Pena previously was convicted of the same charges after a trial in 2009 and was sentenced in December 2009 to 27 years and nine months in prison.  A state appellate court panel reversed the conviction and ordered a new trial, finding that Pena was prejudiced by the original trial judge, allowing jurors to hear too many details of a prior, unrelated  lewdness offense.

Morris County Assistant Prosecutor Christopher Schellhorn

The jury of 10 women and two men deliberated about three hours between Monday and Tuesday and asked to rehear the direct testimony of the victim, who was 19 years old when she was attacked in a friend's vehicle at the rear of G&A Bagel shop on Route 23.

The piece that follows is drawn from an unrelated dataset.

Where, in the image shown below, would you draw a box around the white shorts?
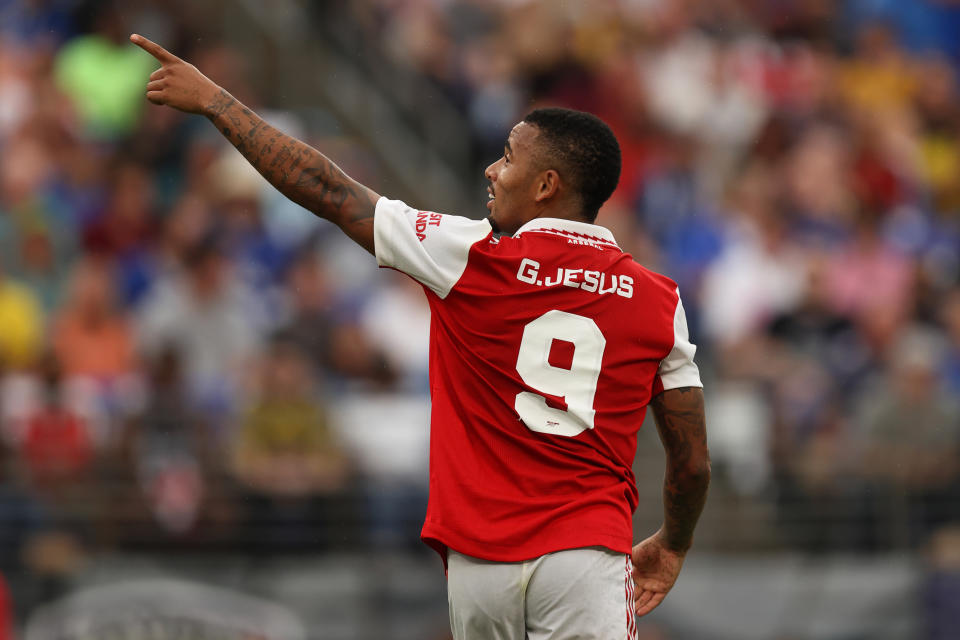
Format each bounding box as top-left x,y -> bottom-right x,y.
447,547 -> 637,640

The victim swiped away tears but was quiet and composed at the verdict, where she was accompanied by her mother, a friend and members of the Morris County Prosecutor's Office victim/witness unit.

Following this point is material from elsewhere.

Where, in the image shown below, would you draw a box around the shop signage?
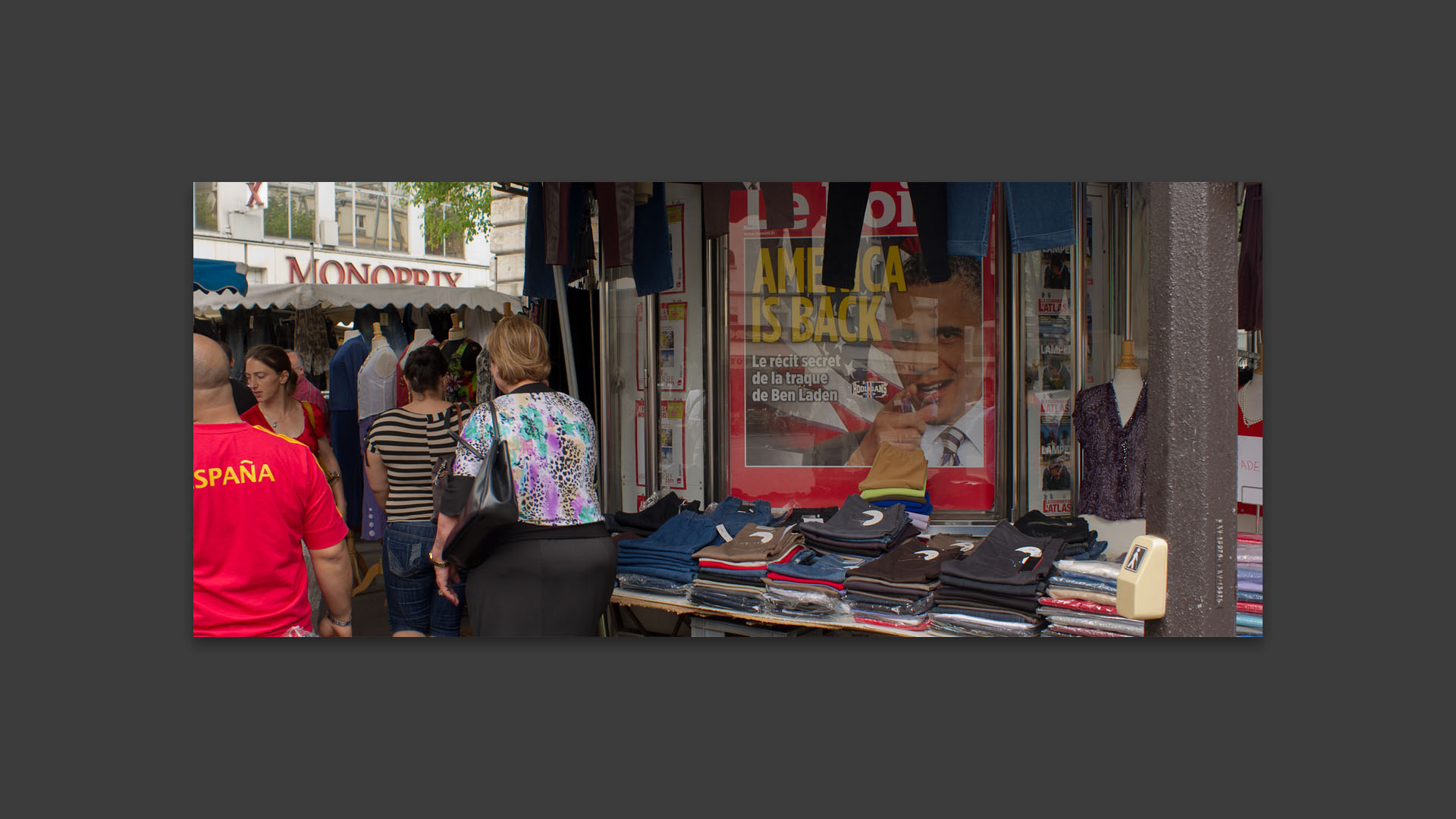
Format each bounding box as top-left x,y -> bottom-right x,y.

State Superior Court Judge Stephen Taylor set sentencing for Dec. 4.  Pena cannot be sentenced to more time than he received after the first trial in 2009 and will get credit for nearly nine years he has been in custody. After his conviction was reversed, he insisted on representing himself,  though he was appointed a standby counsel for trial -- attorney Elizabeth Martin, who cross-examined the victim using questions dictated by Pena.

"I'm not an attorney.  I swing a hammer for a living, but no one knows this case better than I do," Pena had declared at a hearing last year at which a judge ruled he could represent himself at his second trial.

Andrew Pena listens as a Morris County jury on Nov. 10, 2015 finds him guilty of aggravated sexual assault. Beside him is standby legal counsel Elizabeth Martin.

The retrial started with opening statements on Oct. 27, and in recent weeks Pena  had been complaining to the judge that his trial was unfair and that he wasn't allowed to hire certain expert witnesses. On Tuesday morning, he asked the judge to declare a mistrial, saying his view in the courtroom was blocked so that he couldn't see juror numbers being selected from a box during the process of choosing alternate jurors.

Pena claimed that four jurors he believes agreed he was innocent were culled from deliberating by being picked as alternates.

"That's pure conjecture," Taylor responded, saying that no one could know what the jury was thinking as it listened to the trial.  If jurors nodded their heads in response to Pena's comments, the judge said, they were probably being "polite."

Assistant    Morris County Prosecutor Christopher Schellhorn had called witnesses who testified that Pena's fingerprints were found on the car driven by the victim and that boot prints matching distinctive-patterned ones recovered from his home were found by the vehicle. A truck similar to Pena's, along with a license plate that was very similar to his plate, was spotted as it pulled out of the G&A Bagel parking lot after the assault.

The victim  had chosen Pena's photograph out of a six-picture array of possible suspects. and she positively identified him in court at trial as her assailant.  Pena's fingerprints were on file because he had a prior conviction for lewdness. Though Pena didn't testify, some statements he gave police were told to the jury.  He claimed he only patronized Home Depot and a coffee shop in Butler and that he never stayed out all night because "my wife would kill me."

The victim told jurors that she drove her friend's car to G&A Bagels while accompanied by two friends, and she remained in the car while they went inside.  A man sweeping snow from the front of the shop told her to move the car, directed her to turn off the headlights so they didn't shine into a nearby house, and then further told her to move the car around the back of the building.  She said she complied because she believed he was an employee and that she was blocking  vehicles in the crowded lot.

She said she thought she could circle the building from the rear but found herself in a dark alley.  The man she later identified as Pena approached her car with his genitals exposed, grasped her hair and yanked her out of the car, pulling off her pants and ripping her underwear in the process.  She testified he forced her to touch his genitals and molested her before running off when he heard voices.

Pena had argued that his genitals are much smaller than the "ruler-length" organ estimated by the victim and he voraciously questioned why the friend she had been speaking to on her cellphone in the seconds before the assault never heard a commotion.